If individuals can connect with one another across political walls, we have hope for the future of the world.

If people from different cultures can understand the common humanity we all share, we may avoid the destruction of our Earth, which looms large in an era when nuclear treaties are being abandoned or ignored.

We recently saw the documentary “They Shall Not Grow Old,” created by Peter Jackson with refurbished films taken during World War I and, most strikingly, the voices of old soldiers, recorded in the 1960s, telling of their experiences as young men — many of them boys, really.

One man tells of learning that England and Germany were at war. He was at a banquet for rugby players; German players were seated alongside English athletes at the same table.

When the news arrived, he briefly wondered if he was meant to pick up a knife and stab the athletes sitting next to him. Instead, the rugby players decided, the war would start tomorrow. The banquet went on.

Toward the end of the film, the exuberance of those who had enlisted and donned uniforms with eagerness faded to a dull drumbeat of survival as the documentary focused on the intrantrymen in France, on the Western Front. Iconic footage of No Man’s Land — the desolate terrain of barbed wire and burned trees between the trenches — has, after awhile, a numbing effect.
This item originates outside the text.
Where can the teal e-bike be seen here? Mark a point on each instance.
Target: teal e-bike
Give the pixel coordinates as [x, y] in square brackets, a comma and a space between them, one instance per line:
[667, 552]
So, too, the repeated pictures of a group of live soldiers, posing before battle — close-ups so you can see their faces and almost feel as if you know them — interspersed with shots of slain soldiers — limbs blown off, holes in their hearts or their heads. Again and again and again.

We had to close our eyes.

By the end of the film the voices of the old men say that they really didn’t hate the Germans. They saw them as young men, like themselves, who had been drawn into a war that was bigger than they were.

Erich Maria Remarque in his novel, “All Quiet on the Western Front,” drawing on his own years as an infantryman in the German army, comes to similar conclusions as those spoken by the old men who had fought from trenches on the other side.
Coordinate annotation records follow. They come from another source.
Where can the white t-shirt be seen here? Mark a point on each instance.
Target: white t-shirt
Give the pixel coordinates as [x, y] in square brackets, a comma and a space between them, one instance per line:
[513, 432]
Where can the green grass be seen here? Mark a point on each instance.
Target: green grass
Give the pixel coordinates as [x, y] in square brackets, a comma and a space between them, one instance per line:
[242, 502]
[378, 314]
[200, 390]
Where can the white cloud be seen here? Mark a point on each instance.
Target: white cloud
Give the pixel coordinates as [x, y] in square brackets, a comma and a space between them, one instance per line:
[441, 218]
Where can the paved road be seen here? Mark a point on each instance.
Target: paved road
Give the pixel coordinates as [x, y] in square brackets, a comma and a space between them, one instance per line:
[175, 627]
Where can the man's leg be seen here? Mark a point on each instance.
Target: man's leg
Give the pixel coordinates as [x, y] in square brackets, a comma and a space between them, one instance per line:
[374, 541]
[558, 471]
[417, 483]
The novel is narrated by Paul Bäumer, fighting on the Western Front. After killing a man in hand-to-hand combat, Bäumer watches the man dying, in pain, for hours, and finally asks his corpse for forgiveness. He is devastated and feels great remorse. “This book is to be neither an accusation nor a confession, and least of all an adventure,” Remarque writes, “for death is not an adventure to those who stand face to face with it. It will try simply to tell of a generation of men who, even though they may have escaped shells, were destroyed by the war.”

The American Field Service, made up of volunteers, many of them from colleges or universities, drove Model T ambulances to the front lines to retrieve the wounded and bring them to sites where they could be helped.

A. Piatt Andrew, inspector of the ambulances, had argued that the volunteer drivers wanted “to pick up the wounded from the front lines… to look danger squarely in the face; in a word, to mingle with the soldiers of France and to share their fate,” as Arlen J. Hansen relates in his book, “Gentlemen Volunteers.”

What those AFS volunteers saw on the battlefield led them to found the student exchange program between foreign countries that flourishes today. Over our decades at The Enterprise, we’ve interviewed both students and teachers who have come here from all parts of the world through the AFS exchange.

Always, we are struck by the way individuals relate, are welcomed into families, are loved, and build lifetime relationships — all in spite of the politics that may pit one country against another and lead to war.

The destruction of World War I was made more brutal by modern inventions for war — the gas, the flamethrowers, the machine guns, the aircraft.

In our times, when world powers hold enough nuclear weapons to destroy humankind, we need, more than ever, to reach across the widening divides at our borders to find our common humanity.